In fiscal year 2022-23, the OCL will continue to strengthen its management accountability framework, including planning and reporting instruments such as the Performance Measurement Framework. As a result of the Corporate Risk Profile exercise completed in 2021-22 and in particular depth of capacity risk identified the OCL will assess its need for additional resources in order to enhance alignment, flow and accountability. This will support a request for additional funding to mitigate the depth of capacity risk. In addition, for added assurance, the OCL will undertake an audit of its ICFR/ICFM framework beginning in fiscal 2022-23. The objective of this audit, among others, will be to ensure the following:

• The current Internal control structure sufficiently adheres to Treasury Board of Canada Secretariat’s revised financial management policy requirements regarding ICFM; and
• There are effective processes in place to develop capacity, through which effective and ongoing ICFM can be put in place.

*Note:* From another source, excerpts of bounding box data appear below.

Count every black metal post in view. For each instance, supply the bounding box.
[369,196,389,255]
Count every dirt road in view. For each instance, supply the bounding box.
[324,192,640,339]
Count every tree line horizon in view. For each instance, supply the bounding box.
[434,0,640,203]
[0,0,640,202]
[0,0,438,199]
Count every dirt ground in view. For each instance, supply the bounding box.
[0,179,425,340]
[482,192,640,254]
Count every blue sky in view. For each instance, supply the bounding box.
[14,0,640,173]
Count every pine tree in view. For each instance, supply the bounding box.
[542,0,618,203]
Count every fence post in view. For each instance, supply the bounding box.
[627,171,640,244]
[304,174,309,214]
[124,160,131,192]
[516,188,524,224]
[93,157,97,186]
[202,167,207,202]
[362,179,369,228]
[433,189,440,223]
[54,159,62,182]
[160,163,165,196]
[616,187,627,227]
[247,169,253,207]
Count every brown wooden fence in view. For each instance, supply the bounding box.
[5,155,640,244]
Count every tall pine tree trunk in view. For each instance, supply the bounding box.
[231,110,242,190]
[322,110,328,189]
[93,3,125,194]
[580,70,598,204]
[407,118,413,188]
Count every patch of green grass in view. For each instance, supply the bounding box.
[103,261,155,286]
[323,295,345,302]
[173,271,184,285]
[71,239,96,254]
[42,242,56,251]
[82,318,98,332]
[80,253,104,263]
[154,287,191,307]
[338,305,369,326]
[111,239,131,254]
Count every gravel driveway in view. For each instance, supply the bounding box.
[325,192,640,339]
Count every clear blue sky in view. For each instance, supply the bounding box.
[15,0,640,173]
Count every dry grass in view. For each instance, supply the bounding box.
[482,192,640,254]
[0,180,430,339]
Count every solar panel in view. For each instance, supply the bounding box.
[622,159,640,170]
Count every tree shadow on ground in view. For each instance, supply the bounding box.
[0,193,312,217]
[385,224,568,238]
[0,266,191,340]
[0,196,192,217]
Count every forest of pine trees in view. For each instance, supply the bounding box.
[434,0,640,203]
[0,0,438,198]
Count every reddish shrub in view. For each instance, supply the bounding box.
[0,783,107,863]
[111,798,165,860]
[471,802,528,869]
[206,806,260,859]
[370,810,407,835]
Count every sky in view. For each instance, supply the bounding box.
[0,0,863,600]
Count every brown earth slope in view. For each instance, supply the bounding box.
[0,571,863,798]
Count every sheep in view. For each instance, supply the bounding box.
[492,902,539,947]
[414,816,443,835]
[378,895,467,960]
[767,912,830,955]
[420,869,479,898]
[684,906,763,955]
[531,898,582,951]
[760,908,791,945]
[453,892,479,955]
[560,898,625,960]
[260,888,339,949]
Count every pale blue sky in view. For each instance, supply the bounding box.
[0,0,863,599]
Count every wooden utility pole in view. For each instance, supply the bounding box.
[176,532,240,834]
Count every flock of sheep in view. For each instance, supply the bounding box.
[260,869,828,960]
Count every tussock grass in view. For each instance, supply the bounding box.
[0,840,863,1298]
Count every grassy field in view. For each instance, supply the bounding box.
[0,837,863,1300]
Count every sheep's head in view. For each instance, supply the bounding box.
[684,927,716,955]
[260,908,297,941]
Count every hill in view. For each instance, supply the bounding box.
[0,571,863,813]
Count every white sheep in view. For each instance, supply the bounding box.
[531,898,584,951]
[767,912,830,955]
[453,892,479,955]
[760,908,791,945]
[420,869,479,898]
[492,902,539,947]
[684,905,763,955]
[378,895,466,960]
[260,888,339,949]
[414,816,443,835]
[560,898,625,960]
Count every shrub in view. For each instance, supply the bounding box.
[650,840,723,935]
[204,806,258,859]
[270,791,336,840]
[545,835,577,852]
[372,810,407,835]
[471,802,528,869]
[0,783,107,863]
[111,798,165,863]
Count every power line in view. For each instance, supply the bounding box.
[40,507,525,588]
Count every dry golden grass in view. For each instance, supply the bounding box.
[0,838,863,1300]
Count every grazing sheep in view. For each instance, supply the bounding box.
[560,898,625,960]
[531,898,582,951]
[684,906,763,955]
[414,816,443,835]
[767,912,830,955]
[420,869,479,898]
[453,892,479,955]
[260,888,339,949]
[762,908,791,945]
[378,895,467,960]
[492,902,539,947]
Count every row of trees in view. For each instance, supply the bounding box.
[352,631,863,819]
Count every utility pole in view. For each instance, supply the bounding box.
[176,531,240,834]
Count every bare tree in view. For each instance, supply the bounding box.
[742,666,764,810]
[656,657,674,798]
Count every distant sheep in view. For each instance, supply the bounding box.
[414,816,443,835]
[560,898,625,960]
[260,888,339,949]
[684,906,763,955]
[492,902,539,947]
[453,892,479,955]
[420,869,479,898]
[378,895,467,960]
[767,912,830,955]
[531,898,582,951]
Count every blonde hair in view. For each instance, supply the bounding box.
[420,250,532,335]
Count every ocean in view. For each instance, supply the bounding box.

The OCL will assess how it can apply the Small Department Core Control Self-Assessment Tool designed by the Office of the Comptroller General. The purpose of the tools (14) is to provide management with a means to assess, and improve, a subset of financial management controls.

The OCL will review its policy on the accounting treatment of capital assets to better align with the CICA accounting standards and OAG audit findings.

The Summary table of internal controls with respect to ICFR was developed in January 2017. In collaboration with other Directorates, Financial Services updates the documentation annually.

OCL will implement an ongoing monitoring plan in 2022-23 based on an annual validation of the high-risk processes and controls.